Closed Bug 1255968 Opened 8 years ago Closed 8 years ago

Interruptible reflow is broken in e10s

Categories

(Core :: Layout, defect, P1)

x86
Windows 7
defect

Tracking

()

VERIFIED FIXED
mozilla48
Tracking Status
e10s + ---
firefox46 --- wontfix
firefox47 --- wontfix
firefox48 --- fixed

People

(Reporter: alice0775, Assigned: ting)

References

(Blocks 1 open bug)

Details

(Keywords: perf, regression)

Attachments

(2 files, 2 obsolete files)

Build Identifier:
https://hg.mozilla.org/mozilla-central/rev/102886e9ac63b3fa33a6f1b394aea054abce2dfd
Mozilla/5.0 (Windows NT 6.1; WOW64; rv:48.0) Gecko/20100101 Firefox/48.0 ID:20160311030233

Reproducible: always


Steps to Reproduce:
1. Open large page https://html.spec.whatwg.org/#semantics
2. Wait to load.
3. Open Sidebar (Ctrl+B)
   ---- observe how long does it take re-layout
4. Close Sidebar (Ctrl+B)
   ---- observe how long does it take re-layout

Actual Results:
e10s is x5 slower than non-e10s
Blocks: e10s-perf
Priority: -- → P1
On my current trunk build, the scrollbar gets shown very late when open/close sidebar, I'll get a profile.
Profiles from pressing ctrl+b twice (open and close sidebar):

  e10s     https://cleopatra.io/#report=cb468c4ef32e128203a74db67a4ed337764f0d41
  non-e10s https://cleopatra.io/#report=8ff732cd54de1c34758c66b7491d330b1ff48170

A quick glance is e10s takes much longer on doing reflow with this symbol:

  PresShell::ResizeReflowIgnoreOverride(int, int) /home/ting/w/fx/mc/layout/base/nsPresShell.cpp:1853
I tried to do ctrl+b more times on e10s, and found it can be as good as non-e10s. Also I can't consistently reproduce the slowness I saw in comment 1 and 2, probably somehow the lines were dirty in the runs.

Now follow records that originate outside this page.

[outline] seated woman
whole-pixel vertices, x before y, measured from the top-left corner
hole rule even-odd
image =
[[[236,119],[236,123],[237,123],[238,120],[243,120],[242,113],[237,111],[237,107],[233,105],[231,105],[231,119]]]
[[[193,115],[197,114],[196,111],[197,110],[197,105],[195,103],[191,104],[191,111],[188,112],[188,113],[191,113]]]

Do you see 5x slower on e10s consistently?

Here's the profile that e10s runs as good as non-e10s: https://cleopatra.io/#report=2a56681bf1b9390b0a363f136033c5146db29f9d
Flags: needinfo?(alice0775)
(In reply to Ting-Yu Chou [:ting] from comment #3)
> I tried to do ctrl+b more times on e10s, and found it can be as good as
> non-e10s. Also I can't consistently reproduce the slowness I saw in comment
> 1 and 2, probably somehow the lines were dirty in the runs.
> 
> Do you see 5x slower on e10s consistently?
> 
> Here's the profile that e10s runs as good as non-e10s:
> https://cleopatra.io/#report=2a56681bf1b9390b0a363f136033c5146db29f9d

I can consistently reproduce the slowness.
Flags: needinfo?(alice0775)
I tried to reproduce this on both ubuntu and windows, but no luck. Could you record your screen for both e10s and non-e10s? Thank you.
Flags: needinfo?(alice0775)
Here's the screencast on my windows which I showed/hid sidebar for a few times, I started with e10s and then switched to non-e10s. I couldn't reproduce the 5x slowness.

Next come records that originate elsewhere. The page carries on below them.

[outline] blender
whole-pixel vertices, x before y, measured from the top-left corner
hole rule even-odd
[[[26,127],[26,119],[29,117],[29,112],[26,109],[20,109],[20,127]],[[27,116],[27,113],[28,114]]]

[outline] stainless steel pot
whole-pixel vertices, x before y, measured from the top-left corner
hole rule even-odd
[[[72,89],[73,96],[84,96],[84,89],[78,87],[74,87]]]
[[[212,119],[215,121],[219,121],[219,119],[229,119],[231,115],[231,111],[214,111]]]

https://youtu.be/8saMrpq_Dmg
(In reply to Ting-Yu Chou [:ting] from comment #5)

Screen capture:
(It is difficult to screen capture due to screen capture overhead.)
e10s : https://www.youtube.com/watch?v=K3LIq1Fd5zM
disabled e10s : https://www.youtube.com/watch?v=VU8_UUXnDj8
Flags: needinfo?(alice0775)
When is the timing to press ctrl+b? Did you press it quickly and repeatedly? Will there be any differences if you show/hide the sidebar by clicking the menu?

I traced the code a little bit, the only difference between e10s and non-e10s I can tell now is nsFrameLoader::UpdatePositionAndSize() needs an IPC for e10s.
Flags: needinfo?(alice0775)
(In reply to Ting-Yu Chou [:ting] from comment #8)
> When is the timing to press ctrl+b? Did you press it quickly and repeatedly?

I press Ctrl+B after complete re-layout(ie. horizontal, vertical scrollbar and content re-layout)
 
> Will there be any differences if you show/hide the sidebar by clicking the
> menu?

Same, No difference.
Flags: needinfo?(alice0775)
Since I can't reproduce the issue consistently, the profiles I captured in comment 2 may be not helpful.

Would you please profile on your computer (both e10s and non-e10s)? Thanks.
Flags: needinfo?(alice0775)
Profiler, ctrl+b twice
e10s: https://cleopatra.io/#report=57874efcefd83cc844cf5ade07e6385726eb0643
disabled e10s: https://cleopatra.io/#report=a47fc4a5210923cbc37800fdb085d2afcc9276e8
Flags: needinfo?(alice0775)
OS: Unspecified → Windows 7
Hardware: Unspecified → x86
It seems on non-e10s, HavePendingInputEvent() returns true at some point and willReflowAgain is set to true here:

  https://dxr.mozilla.org/mozilla-central/source/layout/generic/nsBlockFrame.cpp#2418

which the following ReflowLine() calls are skipped. I am double checking.
With the STR, in content process nsPresContext::HavePendingInputEvent() goes to nsBaseWidget::HasPendingInputEvent() which always returns false, while in parent process it goes to nsWindow::HasPendingInputEvent().

I haven't sorted out how does widget (GetNearestWidget()) work, but it seems interruptible reflow does not work in content process.

bz, :kanru told me B2G had the same issue before and it was never fixed. Are there anything we can do for e10s?
Flags: needinfo?(bzbarsky)
Well, we need to make nsPresContext::HavePendingInputEvent() not lie, yes?  I don't know enough about how input events are handled on e10s to tell you how to do that, exactly...
Flags: needinfo?(bzbarsky)
Summary: Page layout is slower if enabled e10s → Interruptible reflow is broken in e10s
Input events coming into the child process generally come across the PBrowser IPDL interface (TabParent -> TabChild). What might work is to implement HavePendingInputEvent in PuppetWidget by using the newly-added PeekMessages [1] function to scan the incoming IPDL message queue and detect if there are input events on the way that haven't been processed yet. I'm not sure if that'll work but it's worth a shot.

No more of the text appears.